Most young persons will face a number of significant life-choices. Should I go to college? What kind of career is right for me? Am I ready to get married? Should we have a baby? Where do I want to live? How do I participate in the American Dream? When you think about it, how you respond to these essential questions largely defines who you are. The consequences of these controllable decisions can, and often do, represent turning points in their life. They are too important to leave to chance.

People of our generation have so many more factors and choices to consider in answering these questions than any previous generation—even our parents’. Just compare the choices available to us for careers, spending money, and traveling with those available to people our age thirty years ago. So while we’re asking the same questions as say, the ancient Egyptians, our list of potential answers is much, much longer. (Comment at a workshop on decision making.)

The sum of your choices.Determining which choices are wise and which are foolish or imprudent is not always clear (see: It’s our choices, Harry). Even when you can distinguish between a sensible and a not-so-sensible choice, you don’t always have the discipline to follow your heads.

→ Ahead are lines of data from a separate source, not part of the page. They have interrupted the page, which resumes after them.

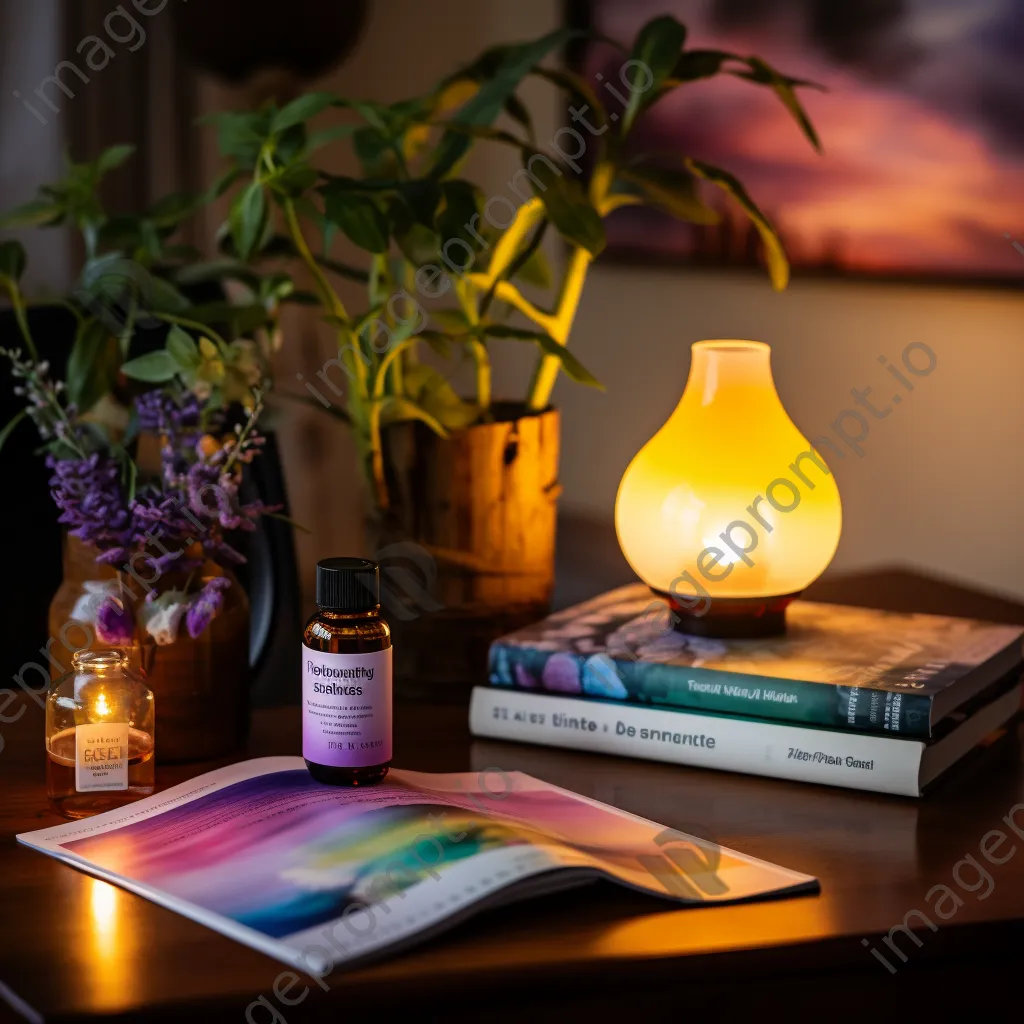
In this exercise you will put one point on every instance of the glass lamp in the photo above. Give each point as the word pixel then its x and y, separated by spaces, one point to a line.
pixel 727 511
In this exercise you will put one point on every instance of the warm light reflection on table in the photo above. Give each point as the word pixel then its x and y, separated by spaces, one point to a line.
pixel 112 942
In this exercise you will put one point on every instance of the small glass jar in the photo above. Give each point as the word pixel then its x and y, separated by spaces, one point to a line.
pixel 99 735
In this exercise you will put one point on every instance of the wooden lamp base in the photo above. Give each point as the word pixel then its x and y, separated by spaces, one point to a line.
pixel 732 617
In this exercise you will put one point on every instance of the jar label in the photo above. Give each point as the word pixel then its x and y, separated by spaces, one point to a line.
pixel 346 709
pixel 101 757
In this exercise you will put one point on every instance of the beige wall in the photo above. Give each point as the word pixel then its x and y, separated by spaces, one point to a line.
pixel 939 484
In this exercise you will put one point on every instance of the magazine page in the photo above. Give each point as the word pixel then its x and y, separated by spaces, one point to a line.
pixel 321 876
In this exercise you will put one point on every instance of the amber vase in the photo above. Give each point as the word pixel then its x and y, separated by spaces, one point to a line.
pixel 201 686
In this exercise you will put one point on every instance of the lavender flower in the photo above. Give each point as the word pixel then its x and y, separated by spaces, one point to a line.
pixel 206 605
pixel 115 624
pixel 165 413
pixel 91 502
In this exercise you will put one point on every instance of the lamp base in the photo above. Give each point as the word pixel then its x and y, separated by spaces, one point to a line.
pixel 732 617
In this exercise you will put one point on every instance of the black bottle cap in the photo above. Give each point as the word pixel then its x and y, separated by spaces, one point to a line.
pixel 347 585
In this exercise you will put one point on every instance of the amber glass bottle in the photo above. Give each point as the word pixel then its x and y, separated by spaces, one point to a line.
pixel 346 677
pixel 99 735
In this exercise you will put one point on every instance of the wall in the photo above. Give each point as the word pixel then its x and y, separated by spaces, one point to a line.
pixel 938 485
pixel 30 152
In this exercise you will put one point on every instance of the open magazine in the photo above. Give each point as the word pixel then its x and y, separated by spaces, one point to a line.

The real problem isn’t whether you can handle complex judgments—you can. It’s choosing not to exert the necessary mental until you are forced to do so. Um, sound familiar?

NeXter, know thyself.

Making a good decision and avoiding a bad one is a skill that can be learned and developed. But getting it right involves more than simply identifying the facts. Being aware of the underlying psychological, social, and emotional components that influence decision making—whether they are your own decisions or the decisions of others—can provide a greater sense of control over the process and outcomes. Not to mention reduced anxiety.

Two mental shortcomings influence how we think about and process information: ignorance (lack of knowledge) and ineptitude (lack of care). These flaws shape how we see the world and affect our attitudes, beliefs, and judgment. We fail to ask the questions necessary to think our way through, analyze, and reason our way to an important decision. In hindsight, our memory for events that occurred at the time of the decision is distorted so that the actual outcome seems to have been a “foregone conclusion.” Thus, it may be difficult to learn from our mistakes.

The global economy is increasingly putting a premium on sound judgment and strong decision-making skills. To succeed, learn to develop the art of the long-view so you can be suitably prepared when an important decision is required. Today is already tomorrow, which was shaped by your decisions of yesterday. Life is the sum of your choices!

If you come to a fork in the road, take it.